Le malakoff n’est pas seulement une spécialité fromagère vaudoise. Il fait partie de l’Histoire.
Au milieu du 19e siècle eut lieu la guerre de Crimée contre les Russes. L’armée française de Napoléon III, alliée à l’armée britannique, comprenait, dans ses rangs, un certain nombre de mercenaires suisses, principalement des Vaudois. Les assaillants se retrouvèrent bloqués devant la ville de Sébastopol, défendue par le fort de Malakoff et sa redoutable artillerie lourde. Leurs assauts s’avérèrent vains et meurtriers, incitant le général Pélissier, futur duc de Malakoff, à opter pour une autre stratégie: il organisa le blocus de la ville et fit creuser des tranchées en biseaux, pour s’approcher du fort sans pertes lourdes.
Ce travail de sape dura plus d’un an. Durant les bivouacs, les soldats vaudois vinrent à se nourrir de tranches de fromages poêlées, ou réchauffées au feu de camp. Au bout de 14 mois, le fort de Malakoff tomba, Sébastopol fut pris et la guerre de Crimée se termina par le traité de Paris, en 1856, concrétisant la défaite de la Russie.
De retour au pays, les anciens soldats vaudois de Sébastopol instituèrent la coutume de commémorer cette bataille en se réunissant autour d’un feu de camp, en se préparant ces fameuses tranches de fromages frites, bien arrosées de vin blanc, vaudois bien sûr. En souvenir de l’assaut de la tour, ils donnèrent bientôt à cette préparation le nom de malakoff.
Plus tard, le prince Jérôme Bonaparte, dit prince Napoléon, occupa la villa Prangins. Lors d’une réception qu’il organisa pour fêter les vétérans de Sébastopol, sa cuisinière, à la recherche de recettes neuves, eut l’idée de s’inspirer de ces fameux malakoffs pour confectionner, en guise d’entrée, une version adaptée, sous la forme de bouchées faites d’une tranche de gruyère enrobée dans une pâte à frire et cuite au beurre, et rendre ainsi hommage aux convives du prince.

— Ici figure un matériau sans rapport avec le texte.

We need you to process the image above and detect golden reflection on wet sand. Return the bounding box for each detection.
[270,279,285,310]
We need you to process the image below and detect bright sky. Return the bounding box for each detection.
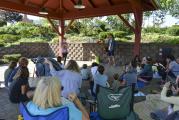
[28,15,179,27]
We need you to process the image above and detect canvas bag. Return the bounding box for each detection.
[19,103,69,120]
[97,86,133,120]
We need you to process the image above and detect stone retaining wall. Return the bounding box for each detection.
[0,43,179,64]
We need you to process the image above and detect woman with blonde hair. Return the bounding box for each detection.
[45,59,82,98]
[26,77,89,120]
[9,67,33,103]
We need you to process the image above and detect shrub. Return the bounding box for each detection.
[99,32,112,39]
[0,20,7,27]
[167,25,179,36]
[0,34,20,43]
[0,43,4,47]
[143,27,167,34]
[2,54,21,63]
[113,31,127,38]
[50,37,59,44]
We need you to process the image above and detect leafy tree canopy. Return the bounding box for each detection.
[0,10,23,23]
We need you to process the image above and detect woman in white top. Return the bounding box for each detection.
[45,59,82,98]
[24,77,89,120]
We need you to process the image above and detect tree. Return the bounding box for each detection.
[0,10,23,23]
[144,0,179,26]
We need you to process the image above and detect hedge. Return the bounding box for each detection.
[167,25,179,36]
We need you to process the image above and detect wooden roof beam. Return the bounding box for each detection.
[24,0,30,5]
[41,0,49,8]
[70,0,76,5]
[88,0,96,8]
[0,0,60,20]
[63,4,132,20]
[107,0,114,5]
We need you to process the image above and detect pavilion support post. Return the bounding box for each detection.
[65,19,75,32]
[133,10,143,56]
[128,0,143,56]
[58,19,65,56]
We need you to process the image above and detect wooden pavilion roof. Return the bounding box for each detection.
[0,0,159,20]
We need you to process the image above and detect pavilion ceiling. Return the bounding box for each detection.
[0,0,158,20]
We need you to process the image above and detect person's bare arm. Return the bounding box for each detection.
[68,93,90,120]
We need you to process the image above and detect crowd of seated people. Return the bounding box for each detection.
[6,56,179,120]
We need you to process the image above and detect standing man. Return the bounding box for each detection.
[62,38,68,65]
[107,33,115,65]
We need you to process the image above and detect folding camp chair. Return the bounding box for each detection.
[90,85,139,120]
[19,103,69,120]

La recette connut un vrai succès et, à la mort du prince, la cuisinière en fit bénéficier un couple de ses cousins qui exploitaient l’auberge d’Eysins. Ils en firent leur plat vedette, en l’allégeant toutefois, remplaçant le beurre par de l’huile de friture et l’accompagnant d’une salade, de moutarde, de cornichons et d’oignons grelots.
De nos jours, d’autres auberges de la Côte, à Luins et Vinzel, se disputent le titre d’authentiques gardiens de la recette originale, toujours servie, entre autres, dans celle d’Eysins. La seule certitude réside bien dans le fait que toutes ces recettes dérivent bien de l’originale, et sont l’occasion de déguster les excellents vins de la côte vaudoise.